Mr Meir had lost 20 kilograms since the capture, “glued to the television for the whole eight months, clinging to every piece of information”, Ms Jan said. She added: “My brother died of grief and didn’t get to see his son return.”

It is believed Mr Meir died on Friday night. “We are very happy about Almog’s return, but the brain is unable to absorb that this is the end. We are broken,” Ms Jan said.

A complex rescue operation

The IDF said the operation to rescue Mr Jan was one of its most complex ever, with two separate rescues of four captives in broad daylight.

They said troops came under heavy gunfire from hundreds of Hamas forces during the operation, which brought together elite Israeli units in an undercover mission across air, land and sea.

One of the troops, Amon Zamora, from Israel’s Yamam counter-terror unit, was fatally injured.

The Hamas-run Gazan health authorities said 274 people had been killed in the Israeli raid.

Noa Argamani was rescued simultaneously from a second apartment in the heavily populated civilian area.

Ms Argamani’s capture by Hamas on Oct 7 came to define that brutal massacre after footage of her screaming as she was driven on a motorbike into Gaza was broadcast around the globe.

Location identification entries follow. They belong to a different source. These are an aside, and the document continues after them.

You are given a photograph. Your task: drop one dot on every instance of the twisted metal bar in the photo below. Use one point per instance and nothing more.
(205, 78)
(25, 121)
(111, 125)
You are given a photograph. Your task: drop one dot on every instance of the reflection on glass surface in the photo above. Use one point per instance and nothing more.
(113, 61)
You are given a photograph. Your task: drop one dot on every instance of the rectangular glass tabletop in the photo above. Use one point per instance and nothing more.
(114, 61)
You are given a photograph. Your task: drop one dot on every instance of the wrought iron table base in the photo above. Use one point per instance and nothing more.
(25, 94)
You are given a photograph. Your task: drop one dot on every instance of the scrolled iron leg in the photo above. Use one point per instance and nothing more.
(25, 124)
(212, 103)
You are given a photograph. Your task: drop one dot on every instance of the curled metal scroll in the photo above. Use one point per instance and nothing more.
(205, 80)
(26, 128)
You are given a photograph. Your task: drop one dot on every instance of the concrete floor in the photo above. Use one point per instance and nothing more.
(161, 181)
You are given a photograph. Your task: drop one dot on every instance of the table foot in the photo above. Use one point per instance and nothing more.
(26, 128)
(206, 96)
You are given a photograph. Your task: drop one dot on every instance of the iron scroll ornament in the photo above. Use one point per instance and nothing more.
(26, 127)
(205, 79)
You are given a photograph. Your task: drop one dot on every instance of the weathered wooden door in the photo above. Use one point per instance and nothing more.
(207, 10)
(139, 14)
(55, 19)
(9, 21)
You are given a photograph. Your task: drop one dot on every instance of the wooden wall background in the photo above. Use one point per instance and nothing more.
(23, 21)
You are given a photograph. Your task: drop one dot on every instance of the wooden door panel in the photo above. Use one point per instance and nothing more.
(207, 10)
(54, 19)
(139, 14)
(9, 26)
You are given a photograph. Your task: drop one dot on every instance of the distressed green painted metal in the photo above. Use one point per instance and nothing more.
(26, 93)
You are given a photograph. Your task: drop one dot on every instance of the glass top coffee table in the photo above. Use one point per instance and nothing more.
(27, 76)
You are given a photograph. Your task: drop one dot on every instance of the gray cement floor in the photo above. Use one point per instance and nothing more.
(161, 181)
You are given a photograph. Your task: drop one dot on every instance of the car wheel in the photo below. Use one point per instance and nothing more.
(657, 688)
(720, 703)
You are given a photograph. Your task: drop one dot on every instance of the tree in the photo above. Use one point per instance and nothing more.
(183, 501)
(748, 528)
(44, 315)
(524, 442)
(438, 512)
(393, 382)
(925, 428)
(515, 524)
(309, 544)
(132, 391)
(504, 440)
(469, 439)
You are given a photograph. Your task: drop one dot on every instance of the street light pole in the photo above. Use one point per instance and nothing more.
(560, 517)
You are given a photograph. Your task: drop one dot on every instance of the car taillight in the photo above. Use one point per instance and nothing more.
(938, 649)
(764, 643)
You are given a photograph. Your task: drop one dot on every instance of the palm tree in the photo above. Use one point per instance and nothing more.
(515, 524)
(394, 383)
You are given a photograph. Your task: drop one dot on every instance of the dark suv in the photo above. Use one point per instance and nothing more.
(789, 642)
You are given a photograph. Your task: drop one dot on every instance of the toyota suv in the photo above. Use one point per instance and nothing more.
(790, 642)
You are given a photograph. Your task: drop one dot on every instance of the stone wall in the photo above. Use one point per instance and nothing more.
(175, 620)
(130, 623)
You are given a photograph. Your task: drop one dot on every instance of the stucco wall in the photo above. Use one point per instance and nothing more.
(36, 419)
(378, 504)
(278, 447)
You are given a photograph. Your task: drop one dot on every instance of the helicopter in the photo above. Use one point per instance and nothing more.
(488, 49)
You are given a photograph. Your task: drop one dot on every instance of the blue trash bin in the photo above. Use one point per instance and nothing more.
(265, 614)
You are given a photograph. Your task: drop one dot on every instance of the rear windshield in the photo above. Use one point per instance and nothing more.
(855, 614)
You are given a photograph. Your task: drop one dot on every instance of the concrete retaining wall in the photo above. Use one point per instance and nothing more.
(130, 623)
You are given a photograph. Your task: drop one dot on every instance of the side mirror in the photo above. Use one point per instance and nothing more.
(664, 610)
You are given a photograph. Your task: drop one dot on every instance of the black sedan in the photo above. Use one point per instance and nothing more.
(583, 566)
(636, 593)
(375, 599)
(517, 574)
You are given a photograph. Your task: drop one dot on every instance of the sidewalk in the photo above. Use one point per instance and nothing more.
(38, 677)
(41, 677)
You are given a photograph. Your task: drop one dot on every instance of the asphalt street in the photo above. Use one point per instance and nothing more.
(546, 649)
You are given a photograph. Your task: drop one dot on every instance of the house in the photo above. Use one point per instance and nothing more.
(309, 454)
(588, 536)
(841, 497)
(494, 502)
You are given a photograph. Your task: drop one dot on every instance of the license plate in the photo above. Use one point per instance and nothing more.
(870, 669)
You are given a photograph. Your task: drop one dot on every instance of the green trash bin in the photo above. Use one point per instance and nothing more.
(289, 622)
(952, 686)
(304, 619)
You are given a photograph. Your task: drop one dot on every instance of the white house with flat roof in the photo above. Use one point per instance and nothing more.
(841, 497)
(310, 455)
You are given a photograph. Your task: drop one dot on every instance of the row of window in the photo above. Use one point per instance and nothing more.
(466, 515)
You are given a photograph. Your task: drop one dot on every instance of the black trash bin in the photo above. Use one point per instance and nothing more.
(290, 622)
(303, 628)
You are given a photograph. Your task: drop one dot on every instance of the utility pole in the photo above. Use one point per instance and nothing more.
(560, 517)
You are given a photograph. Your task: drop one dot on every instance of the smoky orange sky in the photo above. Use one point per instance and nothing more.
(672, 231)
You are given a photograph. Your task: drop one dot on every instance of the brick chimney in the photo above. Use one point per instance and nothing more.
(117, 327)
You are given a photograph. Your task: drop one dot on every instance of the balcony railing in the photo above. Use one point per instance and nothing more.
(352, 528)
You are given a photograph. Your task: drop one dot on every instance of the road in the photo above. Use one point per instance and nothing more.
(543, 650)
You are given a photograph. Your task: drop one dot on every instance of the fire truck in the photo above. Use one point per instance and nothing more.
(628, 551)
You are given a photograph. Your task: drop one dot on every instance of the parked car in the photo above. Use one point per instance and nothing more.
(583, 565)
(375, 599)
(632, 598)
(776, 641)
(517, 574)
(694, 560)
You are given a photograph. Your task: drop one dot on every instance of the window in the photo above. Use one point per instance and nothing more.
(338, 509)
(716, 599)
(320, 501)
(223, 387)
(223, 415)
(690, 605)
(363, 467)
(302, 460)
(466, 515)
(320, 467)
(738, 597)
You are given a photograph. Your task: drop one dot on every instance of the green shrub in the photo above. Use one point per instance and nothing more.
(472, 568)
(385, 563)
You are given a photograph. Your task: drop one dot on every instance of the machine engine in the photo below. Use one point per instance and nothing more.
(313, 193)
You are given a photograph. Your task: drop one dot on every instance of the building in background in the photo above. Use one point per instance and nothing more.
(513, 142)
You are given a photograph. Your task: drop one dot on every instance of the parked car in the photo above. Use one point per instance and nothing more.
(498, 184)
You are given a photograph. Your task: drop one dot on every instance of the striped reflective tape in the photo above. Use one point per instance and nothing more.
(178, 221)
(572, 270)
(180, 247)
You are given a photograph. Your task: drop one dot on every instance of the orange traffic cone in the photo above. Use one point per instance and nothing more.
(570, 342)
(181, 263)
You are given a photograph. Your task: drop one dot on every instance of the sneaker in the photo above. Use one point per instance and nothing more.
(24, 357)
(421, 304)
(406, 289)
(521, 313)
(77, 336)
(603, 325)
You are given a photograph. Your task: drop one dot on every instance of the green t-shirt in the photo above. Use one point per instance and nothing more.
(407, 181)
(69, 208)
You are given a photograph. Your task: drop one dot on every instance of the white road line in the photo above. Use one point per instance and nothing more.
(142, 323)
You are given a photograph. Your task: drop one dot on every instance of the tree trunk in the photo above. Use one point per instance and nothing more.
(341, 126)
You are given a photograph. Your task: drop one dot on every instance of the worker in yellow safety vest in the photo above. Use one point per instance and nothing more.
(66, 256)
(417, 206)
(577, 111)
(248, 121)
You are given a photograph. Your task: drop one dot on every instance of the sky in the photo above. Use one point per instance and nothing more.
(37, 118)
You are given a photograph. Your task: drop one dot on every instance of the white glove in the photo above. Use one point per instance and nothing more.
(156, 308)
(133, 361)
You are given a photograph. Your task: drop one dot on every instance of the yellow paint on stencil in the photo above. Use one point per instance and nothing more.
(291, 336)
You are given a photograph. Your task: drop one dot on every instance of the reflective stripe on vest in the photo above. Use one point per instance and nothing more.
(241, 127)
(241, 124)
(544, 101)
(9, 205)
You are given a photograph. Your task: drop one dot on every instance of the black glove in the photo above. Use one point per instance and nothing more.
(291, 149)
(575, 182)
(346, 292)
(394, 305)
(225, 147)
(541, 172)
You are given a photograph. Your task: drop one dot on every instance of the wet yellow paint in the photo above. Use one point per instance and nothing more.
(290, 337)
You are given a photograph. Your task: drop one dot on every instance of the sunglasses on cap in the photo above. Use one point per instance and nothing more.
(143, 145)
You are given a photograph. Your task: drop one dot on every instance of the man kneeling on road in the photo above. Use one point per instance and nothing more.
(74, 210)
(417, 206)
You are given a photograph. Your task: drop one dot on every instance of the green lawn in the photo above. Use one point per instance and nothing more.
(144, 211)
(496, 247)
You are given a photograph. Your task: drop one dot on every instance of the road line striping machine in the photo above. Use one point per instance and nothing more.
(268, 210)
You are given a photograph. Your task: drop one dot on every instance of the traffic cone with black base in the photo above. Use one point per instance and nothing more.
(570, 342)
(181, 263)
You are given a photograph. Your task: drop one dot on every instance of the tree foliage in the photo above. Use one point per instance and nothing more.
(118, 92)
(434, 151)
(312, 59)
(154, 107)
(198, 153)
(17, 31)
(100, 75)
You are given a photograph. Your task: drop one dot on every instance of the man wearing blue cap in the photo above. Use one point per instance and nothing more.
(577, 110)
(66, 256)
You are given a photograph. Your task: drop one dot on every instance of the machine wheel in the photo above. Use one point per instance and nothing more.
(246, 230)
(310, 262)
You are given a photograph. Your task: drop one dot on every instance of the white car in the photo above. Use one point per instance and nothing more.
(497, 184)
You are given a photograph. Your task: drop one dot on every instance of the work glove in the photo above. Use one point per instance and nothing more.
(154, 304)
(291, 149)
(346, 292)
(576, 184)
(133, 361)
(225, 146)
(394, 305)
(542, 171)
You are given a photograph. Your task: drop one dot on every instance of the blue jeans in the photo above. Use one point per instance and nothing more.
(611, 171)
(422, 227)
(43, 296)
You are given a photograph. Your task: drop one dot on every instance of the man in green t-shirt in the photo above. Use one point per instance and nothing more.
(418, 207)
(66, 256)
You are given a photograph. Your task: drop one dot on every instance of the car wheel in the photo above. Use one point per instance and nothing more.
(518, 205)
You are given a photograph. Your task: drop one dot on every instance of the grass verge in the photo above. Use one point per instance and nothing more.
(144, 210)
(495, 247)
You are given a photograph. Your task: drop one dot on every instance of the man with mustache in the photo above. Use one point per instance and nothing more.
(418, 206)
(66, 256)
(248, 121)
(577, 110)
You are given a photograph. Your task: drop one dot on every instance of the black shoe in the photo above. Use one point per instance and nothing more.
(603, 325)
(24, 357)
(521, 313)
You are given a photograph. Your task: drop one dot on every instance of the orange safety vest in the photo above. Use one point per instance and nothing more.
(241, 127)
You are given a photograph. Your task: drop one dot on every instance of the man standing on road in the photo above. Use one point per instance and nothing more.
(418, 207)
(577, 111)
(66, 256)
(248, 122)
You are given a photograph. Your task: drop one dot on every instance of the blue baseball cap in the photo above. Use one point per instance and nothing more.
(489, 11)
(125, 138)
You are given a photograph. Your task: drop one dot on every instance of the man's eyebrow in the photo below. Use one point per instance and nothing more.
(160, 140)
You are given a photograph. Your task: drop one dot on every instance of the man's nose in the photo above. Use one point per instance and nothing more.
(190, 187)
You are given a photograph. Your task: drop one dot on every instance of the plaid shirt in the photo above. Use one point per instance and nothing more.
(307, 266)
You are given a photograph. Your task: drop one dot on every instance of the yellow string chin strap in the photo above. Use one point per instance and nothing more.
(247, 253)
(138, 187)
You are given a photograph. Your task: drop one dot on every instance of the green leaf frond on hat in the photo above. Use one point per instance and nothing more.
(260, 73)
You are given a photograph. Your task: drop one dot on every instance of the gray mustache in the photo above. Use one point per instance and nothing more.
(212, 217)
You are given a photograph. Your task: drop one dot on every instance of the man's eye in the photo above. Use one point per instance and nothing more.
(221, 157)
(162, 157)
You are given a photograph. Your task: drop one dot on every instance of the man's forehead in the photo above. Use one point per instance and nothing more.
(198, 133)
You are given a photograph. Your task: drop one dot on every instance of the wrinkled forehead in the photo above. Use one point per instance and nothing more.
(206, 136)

On Saturday, she was reunited with her mother, who is terminally ill with brain cancer.

All four hostages had been taken by Hamas from the SuperNova music festival, where hundreds of partygoers were slaughtered.

Mr Kozolov, a Russian-Israeli hostage, was greeted on Sunday by his parents, who flew from Russia for a reunion at Sheba Medical Centre.

Mr Kozolov’s mother said: “I am the happiest I’ve ever been. We talked to Andrey, he looks and feels fine, he is even joking around.”

Including the four hostages recovered on Saturday, a total of seven have been rescued alive by the IDF. Another 19 bodies have been brought back to Israel and the IDF has now confirmed the deaths of 41 of the remaining 116 hostages still in Gaza.